From Insight to Action
How the Public Markets Coalition drives change
Right now, few development finance mobilisation transactions use structured instruments listed on stock exchanges. The Public Markets Coalition was created to help change this.
MDBs and DFIs have unique expertise and experience in investing in EMDEs and significant credibility with investors. But they have yet to fully leverage this to crowd in the private capital needed to achieve the Sustainable Development Goals.
A strategic and coordinated development finance Public Capital Markets Strategy must leverage the global public capital markets system to scale responsible, transparent finance.
$4.3 tn
Annual SDG Financing Gap
$255 bn
Global Official Development Assistance (ODA)
Equal Access
Towards Equal Public Capital Markets Opportunities
Developing countries cannot rely on shallow and fragmented private markets to finance sustainable businesses and infrastructure. They require deep, liquid public capital markets that match local assets with local-currency financing and reduce vulnerability to foreign-exchange shocks.
There is a unique opportunity to channel domestic institutional capital into these public markets, creating more resilient financial systems capable of supporting real development impact, and giving households and firms the same ability to save, invest, and insure that populations in advanced economies take for granted.
6-8%
Share of global institutional capital invested in emerging market equities
$16 trillion
Total domestic institutional capital in developing economies
Our Role
What does the Public Markets Coalition do?

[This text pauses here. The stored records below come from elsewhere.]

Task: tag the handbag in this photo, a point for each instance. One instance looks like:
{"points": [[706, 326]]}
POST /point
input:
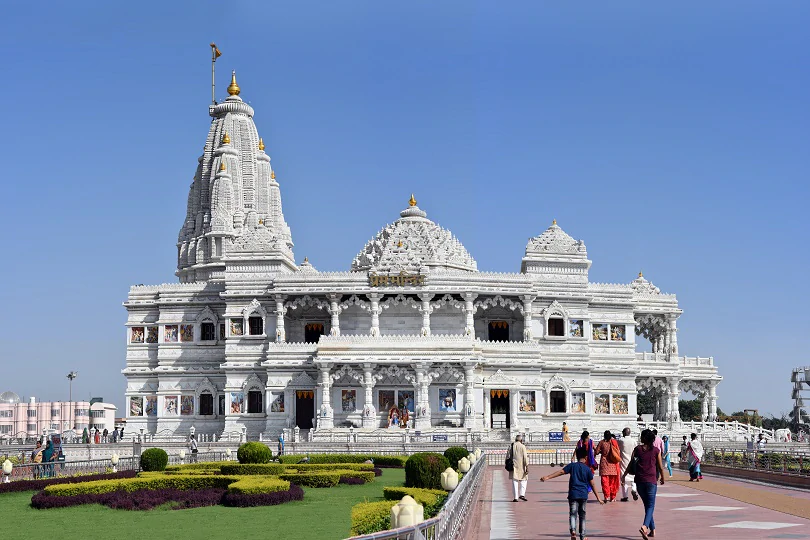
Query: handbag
{"points": [[509, 465]]}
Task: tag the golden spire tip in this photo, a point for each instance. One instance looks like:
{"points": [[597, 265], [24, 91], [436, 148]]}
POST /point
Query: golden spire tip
{"points": [[233, 88]]}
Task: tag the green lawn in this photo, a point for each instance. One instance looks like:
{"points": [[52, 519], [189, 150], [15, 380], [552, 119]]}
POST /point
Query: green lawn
{"points": [[323, 514]]}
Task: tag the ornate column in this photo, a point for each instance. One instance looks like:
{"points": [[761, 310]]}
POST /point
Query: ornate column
{"points": [[325, 414], [334, 311], [469, 312], [375, 314], [527, 317], [426, 311], [280, 311], [469, 396], [422, 397], [369, 412]]}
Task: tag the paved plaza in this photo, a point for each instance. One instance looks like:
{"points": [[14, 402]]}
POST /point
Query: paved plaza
{"points": [[714, 508]]}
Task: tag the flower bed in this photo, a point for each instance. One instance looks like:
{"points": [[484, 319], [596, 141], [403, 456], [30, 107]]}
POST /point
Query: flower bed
{"points": [[36, 485]]}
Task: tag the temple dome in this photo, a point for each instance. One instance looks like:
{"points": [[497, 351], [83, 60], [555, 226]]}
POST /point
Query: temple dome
{"points": [[411, 243]]}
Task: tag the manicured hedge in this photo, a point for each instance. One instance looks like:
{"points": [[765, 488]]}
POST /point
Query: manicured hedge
{"points": [[36, 485], [154, 459], [259, 484], [379, 461], [424, 470], [369, 518], [142, 483], [254, 452], [455, 453], [253, 468]]}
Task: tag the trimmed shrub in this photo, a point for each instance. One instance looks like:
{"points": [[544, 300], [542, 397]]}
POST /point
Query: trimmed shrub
{"points": [[424, 470], [455, 453], [253, 468], [31, 485], [295, 493], [259, 484], [369, 518], [154, 459], [254, 452]]}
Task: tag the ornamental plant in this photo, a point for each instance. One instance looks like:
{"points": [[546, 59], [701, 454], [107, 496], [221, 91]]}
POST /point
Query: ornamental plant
{"points": [[424, 470], [154, 459], [254, 452]]}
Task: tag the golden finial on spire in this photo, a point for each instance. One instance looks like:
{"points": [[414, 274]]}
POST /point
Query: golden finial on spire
{"points": [[233, 88]]}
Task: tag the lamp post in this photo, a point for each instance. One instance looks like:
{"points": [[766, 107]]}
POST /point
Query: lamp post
{"points": [[72, 375]]}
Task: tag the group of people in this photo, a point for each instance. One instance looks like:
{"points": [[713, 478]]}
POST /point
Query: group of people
{"points": [[637, 467]]}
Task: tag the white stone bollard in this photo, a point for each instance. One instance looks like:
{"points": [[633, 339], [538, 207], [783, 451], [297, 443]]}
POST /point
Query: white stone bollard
{"points": [[449, 479], [407, 512]]}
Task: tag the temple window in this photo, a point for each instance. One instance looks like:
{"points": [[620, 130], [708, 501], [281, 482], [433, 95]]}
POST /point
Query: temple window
{"points": [[255, 401], [312, 332], [208, 331], [256, 325], [556, 327], [206, 404], [498, 331], [557, 401]]}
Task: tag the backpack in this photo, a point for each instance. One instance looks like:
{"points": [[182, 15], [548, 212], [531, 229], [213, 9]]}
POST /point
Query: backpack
{"points": [[614, 455]]}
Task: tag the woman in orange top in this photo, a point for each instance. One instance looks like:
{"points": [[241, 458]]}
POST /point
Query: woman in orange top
{"points": [[608, 472]]}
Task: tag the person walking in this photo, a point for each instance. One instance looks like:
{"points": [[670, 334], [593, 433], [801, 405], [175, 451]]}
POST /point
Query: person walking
{"points": [[667, 460], [626, 446], [610, 457], [579, 484], [520, 468], [694, 453], [648, 466]]}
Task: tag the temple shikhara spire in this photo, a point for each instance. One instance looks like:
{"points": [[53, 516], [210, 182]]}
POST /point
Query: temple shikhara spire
{"points": [[409, 333]]}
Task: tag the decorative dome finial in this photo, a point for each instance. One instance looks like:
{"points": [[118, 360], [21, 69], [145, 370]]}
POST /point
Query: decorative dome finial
{"points": [[233, 88]]}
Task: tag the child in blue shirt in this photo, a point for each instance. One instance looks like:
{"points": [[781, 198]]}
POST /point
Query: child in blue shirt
{"points": [[581, 478]]}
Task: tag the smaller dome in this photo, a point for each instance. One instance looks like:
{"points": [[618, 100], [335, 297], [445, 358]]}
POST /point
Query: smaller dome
{"points": [[9, 397]]}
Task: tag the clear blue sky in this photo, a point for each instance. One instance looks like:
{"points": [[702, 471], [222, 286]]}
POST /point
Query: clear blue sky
{"points": [[672, 139]]}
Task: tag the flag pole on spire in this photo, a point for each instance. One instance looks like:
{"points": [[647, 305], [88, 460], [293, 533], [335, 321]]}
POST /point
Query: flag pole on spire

MDBs and DFIs often lack the internal incentives, capabilities, and institutionalised strategies to make the leap from one-off, bespoke transactions in public markets to institutionalised strategies that continually crowd in new pools of capital.
The Public Markets Coalition convenes development finance actors such as DFIs, MDBs and Development Agencies, their government shareholders and EMDE government agencies tasked with the development of local capital markets, to share and institutionalise scalable public-market strategies for capital mobilisation.
The PMC helps frontline implementers to build public market strategies that go beyond one-off transactions.
Convening & Thought Leadership
Convene development finance and capital market actors to surface insights and build a shared understanding of how public markets can be activated to scale finance for development.
Communicating Research
Distil evidence from leading practice-oriented research into actionable insights for engagement with public markets.
Enabling Application
Compile a Toolkit that provides tangible, replicable precedents that enable development finance actors to operate effectively in public capital markets.